Ces extraits sont tirés d'un article du professeur Alain-Jacques Tornare qui explique comment la Suisse a réussi à s'unifier comme Nation. Frédéric-César de La Harpe, qui fut l'un des détracteurs de Louis d'Affy, fils, l'avait comparé à « un préfet de la Suisse ». Si les Français ont encore beaucoup à apprendre sur leur propre histoire, les Suisses se trouvent ici dans un cas identique. Il y a des faits et ceux-ci sont têtus : « Durant la Médiation et sous l’impulsion de d’Affry, la Suisse parvient à se maintenir en dehors des conflits qui déchirent le continent, tout en faisant participer ses ressortissants à la construction de l’Europe voulue par Napoléon. » Pour toutes ces raisons, l'heure est peut-être venue de prendre les faits en compte comme le soulignait en conclusion de sa brillante conférence le professeur Tornare, pour qui « Le moment est peut-être venu de redécouvrir certains destins suisses de ce temps fort de l’histoire européenne qu’est le tournant du XIXe siècle. Mais peut-être n’a-t-on toujours pas envie d’étudier ces témoins gênants et déconcertants d’une Suisse isolée et terriblement dépendante de son environnement européen, au moment où petit à petit, inexorablement, la Suisse se mettait à s’absenter de l’histoire. Ces Helvètes atypiques reflètent une Suisse sur le qui-vive, paralysée dans son action, croyant pouvoir échapper au sort commun et profiter de la situation tout en évitant de se laisser entraîner dans les grands événements de ce monde. »

A ceux qui souhaitent approfondir la question et comprendre cette période qui décida de l'avenir de la Suisse, on ne peut que recommander l'ouvrage de Georges Andrey et Alain-Jacques Czouz-Tornare : Louis d’Affry 1743-1810, premier landamman de la Suisse.
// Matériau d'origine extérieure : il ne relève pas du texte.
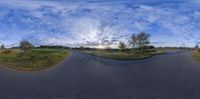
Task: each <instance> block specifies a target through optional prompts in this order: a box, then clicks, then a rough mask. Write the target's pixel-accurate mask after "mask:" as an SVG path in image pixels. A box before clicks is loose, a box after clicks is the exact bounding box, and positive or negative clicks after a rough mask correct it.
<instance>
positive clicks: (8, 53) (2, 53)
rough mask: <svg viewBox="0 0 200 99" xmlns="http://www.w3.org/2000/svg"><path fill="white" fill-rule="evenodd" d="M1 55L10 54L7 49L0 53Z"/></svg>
mask: <svg viewBox="0 0 200 99" xmlns="http://www.w3.org/2000/svg"><path fill="white" fill-rule="evenodd" d="M1 53H2V54H10V53H11V50H9V49H5V50H3V51H2V52H1Z"/></svg>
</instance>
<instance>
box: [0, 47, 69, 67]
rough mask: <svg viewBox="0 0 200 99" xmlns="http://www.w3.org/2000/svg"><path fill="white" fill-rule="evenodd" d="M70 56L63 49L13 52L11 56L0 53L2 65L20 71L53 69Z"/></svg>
mask: <svg viewBox="0 0 200 99" xmlns="http://www.w3.org/2000/svg"><path fill="white" fill-rule="evenodd" d="M68 55H69V52H68V51H66V50H61V49H33V50H32V51H30V52H28V53H23V52H21V51H20V50H11V53H9V54H3V53H2V52H1V53H0V64H3V65H6V66H8V67H10V68H13V69H18V70H28V71H29V70H40V69H45V68H48V67H51V66H53V65H55V64H57V63H59V62H60V61H62V60H63V59H65V58H66V57H67V56H68Z"/></svg>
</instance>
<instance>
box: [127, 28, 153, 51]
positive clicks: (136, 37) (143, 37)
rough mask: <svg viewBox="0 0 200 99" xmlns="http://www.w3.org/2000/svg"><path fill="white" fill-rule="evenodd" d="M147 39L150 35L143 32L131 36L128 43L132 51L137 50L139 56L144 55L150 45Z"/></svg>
mask: <svg viewBox="0 0 200 99" xmlns="http://www.w3.org/2000/svg"><path fill="white" fill-rule="evenodd" d="M149 37H150V35H149V34H147V33H144V32H141V33H139V34H133V35H132V36H131V42H130V43H131V44H132V48H133V50H136V49H138V52H139V54H142V53H144V52H145V50H147V48H148V47H147V46H148V45H149V44H150V41H149Z"/></svg>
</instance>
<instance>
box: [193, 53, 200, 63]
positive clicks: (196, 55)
mask: <svg viewBox="0 0 200 99" xmlns="http://www.w3.org/2000/svg"><path fill="white" fill-rule="evenodd" d="M192 57H193V58H194V59H195V60H197V61H198V62H200V52H198V51H197V50H195V51H193V53H192Z"/></svg>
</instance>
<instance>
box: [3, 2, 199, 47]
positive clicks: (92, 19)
mask: <svg viewBox="0 0 200 99" xmlns="http://www.w3.org/2000/svg"><path fill="white" fill-rule="evenodd" d="M145 1H146V0H140V1H139V0H138V1H134V2H133V1H132V0H126V1H125V0H121V1H115V0H113V1H112V0H108V1H97V0H96V1H91V0H90V1H85V0H83V1H57V2H56V1H38V0H37V1H30V0H29V1H28V0H18V1H17V0H10V1H7V0H5V1H3V0H2V1H0V40H1V41H2V42H3V43H4V44H5V45H7V46H8V47H9V46H14V45H17V44H18V42H19V41H21V40H22V39H25V40H29V41H30V42H32V43H33V44H34V45H63V46H73V47H74V46H81V45H83V46H90V47H101V46H106V47H116V45H117V44H118V42H119V41H123V42H128V41H129V38H130V35H131V34H132V33H138V32H142V31H144V32H147V33H149V34H150V35H151V42H152V44H153V45H155V46H191V47H192V46H194V45H195V44H196V43H198V42H200V7H199V6H200V2H199V1H198V0H180V1H179V0H177V1H173V0H162V2H161V0H152V1H148V2H145Z"/></svg>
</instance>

La Confédération suisse à l’heure napoléonienne, Éditions Slatkine, Genève, 2003. 420 pages.

[6] Le licenciement de 1792 : En 1791, la France avait à son service onze régiments suisses composés chacun, conformément à l’ordonnance du 10 mai 1764, d’un état-major, de deux bataillons composés chacun d’une compagnie de grenadiers et de huit compagnies de fusiliers, soit un effectif théorique de 11 40671 hommes, soit 1 184 hommes par régiment. Une compagnie de grenadiers comptait 55 hommes et une compagnie de fusiliers en comptait 66 en temps de paix, et jusqu’à 103 en temps de guerre. Le 20 août 1792, l’Assemblée législative décréta que les régiments suisses cesseraient d’être au service de la France. Il résultait de l’article premier qu’il n’était plus possible de tenir au service de la France des troupes étrangères sous un régime différent de celui des troupes françaises. La dissolution des régiments se fit à des dates différentes. Ainsi le régiment de Salis-Samade put regagner la Suisse dès le mois de septembre. Quatre mille soldats passèrent au service de la République soit environ la moitié des soldats présents au moment du licenciement. Les survivants du 10 août et des massacres de septembre qui retournèrent en Suisse touchèrent une pension dont le montant dépendait du nombre de leurs années de service. Il fallut aussi rembourser les dépenses que certains officiers avaient engagées en faveur des compagnies (dettes des soldats, matériel). La dissolution des troupes entraîna le passage de certains soldats au service de l’Angleterre, du prince de Condé ou du comte d’Artois. Source : Histoire institutionnelle des régiments suisses au service de la France : Étude du Service historique des armées, le SHD (SHA, SHD – inventaire de la sous-série X g des archives de l’armée de Terre).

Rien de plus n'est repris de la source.